You are viewing a plain text version of this content. The canonical link for it is here.
Posted to mapreduce-user@hadoop.apache.org by Keren Ouaknine <ke...@gmail.com> on 2014/08/30 03:52:00 UTC

map-side and reduce-side join implementations

Hi,

I am looking for implementations of a simple two way join algorithm based
on the new api (mapreduce) map-side join and reduce-side join. (cause one
join has two large datasets and the other has a large and a small dataset
so that would map to reduce side-join and map-side join respectively).

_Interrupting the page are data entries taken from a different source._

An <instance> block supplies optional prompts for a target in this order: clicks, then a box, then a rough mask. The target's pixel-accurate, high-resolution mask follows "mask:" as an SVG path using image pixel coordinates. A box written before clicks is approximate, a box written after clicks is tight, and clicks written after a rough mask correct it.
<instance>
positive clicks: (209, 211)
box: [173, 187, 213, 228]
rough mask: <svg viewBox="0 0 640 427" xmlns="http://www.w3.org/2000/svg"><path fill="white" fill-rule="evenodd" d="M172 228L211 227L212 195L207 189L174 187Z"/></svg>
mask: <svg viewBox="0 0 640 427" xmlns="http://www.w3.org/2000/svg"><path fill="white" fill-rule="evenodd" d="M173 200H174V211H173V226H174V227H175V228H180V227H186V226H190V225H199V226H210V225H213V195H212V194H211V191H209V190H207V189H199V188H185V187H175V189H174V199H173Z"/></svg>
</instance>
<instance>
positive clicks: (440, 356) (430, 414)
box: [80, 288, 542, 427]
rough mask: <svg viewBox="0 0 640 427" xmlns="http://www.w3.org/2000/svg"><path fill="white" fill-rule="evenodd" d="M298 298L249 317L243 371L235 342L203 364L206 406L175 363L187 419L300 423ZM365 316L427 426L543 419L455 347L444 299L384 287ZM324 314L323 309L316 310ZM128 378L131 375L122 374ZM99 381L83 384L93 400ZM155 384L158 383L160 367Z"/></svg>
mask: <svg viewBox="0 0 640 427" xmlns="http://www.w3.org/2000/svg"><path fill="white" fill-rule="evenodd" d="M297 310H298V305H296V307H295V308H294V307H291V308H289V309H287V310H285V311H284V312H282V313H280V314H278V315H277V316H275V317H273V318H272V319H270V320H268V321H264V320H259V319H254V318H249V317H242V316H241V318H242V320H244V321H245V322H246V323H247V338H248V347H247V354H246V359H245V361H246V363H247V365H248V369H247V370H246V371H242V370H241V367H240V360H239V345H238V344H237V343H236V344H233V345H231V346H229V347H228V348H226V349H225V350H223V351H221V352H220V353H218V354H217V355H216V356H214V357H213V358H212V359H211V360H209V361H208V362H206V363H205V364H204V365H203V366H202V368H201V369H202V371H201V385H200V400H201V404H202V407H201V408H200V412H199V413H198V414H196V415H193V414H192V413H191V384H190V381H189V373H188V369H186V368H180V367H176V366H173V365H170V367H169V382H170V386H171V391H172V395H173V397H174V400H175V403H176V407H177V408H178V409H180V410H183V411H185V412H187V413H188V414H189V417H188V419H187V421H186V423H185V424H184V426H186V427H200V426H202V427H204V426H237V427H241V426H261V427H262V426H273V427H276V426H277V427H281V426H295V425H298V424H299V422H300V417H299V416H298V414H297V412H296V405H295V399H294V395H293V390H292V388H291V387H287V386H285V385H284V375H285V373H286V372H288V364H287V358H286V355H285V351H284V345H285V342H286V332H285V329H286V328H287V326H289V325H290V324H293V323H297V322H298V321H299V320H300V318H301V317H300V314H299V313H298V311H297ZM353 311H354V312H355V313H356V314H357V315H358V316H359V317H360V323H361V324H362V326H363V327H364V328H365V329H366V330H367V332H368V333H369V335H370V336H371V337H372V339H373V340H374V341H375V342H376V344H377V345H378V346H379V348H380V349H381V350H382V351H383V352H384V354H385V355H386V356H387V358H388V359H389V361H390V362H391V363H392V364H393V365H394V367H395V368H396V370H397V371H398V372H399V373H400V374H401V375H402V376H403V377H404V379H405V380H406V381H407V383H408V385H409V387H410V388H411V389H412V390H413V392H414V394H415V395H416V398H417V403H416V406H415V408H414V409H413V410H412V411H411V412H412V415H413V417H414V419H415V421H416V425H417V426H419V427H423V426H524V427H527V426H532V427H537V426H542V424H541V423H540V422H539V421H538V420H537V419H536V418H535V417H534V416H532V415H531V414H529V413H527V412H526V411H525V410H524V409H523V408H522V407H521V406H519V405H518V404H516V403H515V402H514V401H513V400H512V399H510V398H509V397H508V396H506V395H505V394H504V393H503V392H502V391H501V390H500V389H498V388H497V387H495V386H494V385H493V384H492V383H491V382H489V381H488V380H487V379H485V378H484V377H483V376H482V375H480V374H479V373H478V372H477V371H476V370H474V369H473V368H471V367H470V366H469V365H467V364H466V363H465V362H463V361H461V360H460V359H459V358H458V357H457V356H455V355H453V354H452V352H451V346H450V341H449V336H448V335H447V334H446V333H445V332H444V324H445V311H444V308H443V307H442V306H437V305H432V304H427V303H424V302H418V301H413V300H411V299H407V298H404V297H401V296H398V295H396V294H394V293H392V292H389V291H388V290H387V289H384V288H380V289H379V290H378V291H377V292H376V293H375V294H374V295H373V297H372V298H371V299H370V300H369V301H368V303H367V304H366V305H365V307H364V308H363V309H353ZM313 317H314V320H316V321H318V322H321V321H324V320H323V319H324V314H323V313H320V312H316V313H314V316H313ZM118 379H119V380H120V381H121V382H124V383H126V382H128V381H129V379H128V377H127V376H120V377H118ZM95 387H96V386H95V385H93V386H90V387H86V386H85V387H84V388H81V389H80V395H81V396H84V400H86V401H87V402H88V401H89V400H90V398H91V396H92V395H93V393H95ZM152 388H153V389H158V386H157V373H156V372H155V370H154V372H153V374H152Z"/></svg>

I started with the Def Guide book, but it doesn't have a map-side example
(just explanations on the algorithm). I looked on the web and found
examples of three way-joins only.

Any pointers?

Thanks,
Keren

-- 
Keren Ouaknine
www.kereno.com

Re: map-side and reduce-side join implementations

Posted by Pedro Magalhaes <pe...@gmail.com>.
Keren,

The map side join can be implementes using CompositeInputFormat or
DistributedCache.

If u googled these two words you can find some implementations.

Hope that it helps.


Em sexta-feira, 29 de agosto de 2014, Keren Ouaknine <ke...@gmail.com>
escreveu:

> Hi,
>
> I am looking for implementations of a simple two way join algorithm based
> on the new api (mapreduce) map-side join and reduce-side join. (cause one
> join has two large datasets and the other has a large and a small dataset
> so that would map to reduce side-join and map-side join respectively).
>
> I started with the Def Guide book, but it doesn't have a map-side example
> (just explanations on the algorithm). I looked on the web and found
> examples of three way-joins only.
>
> Any pointers?
>
> Thanks,
> Keren
>
> --
> Keren Ouaknine
> www.kereno.com
>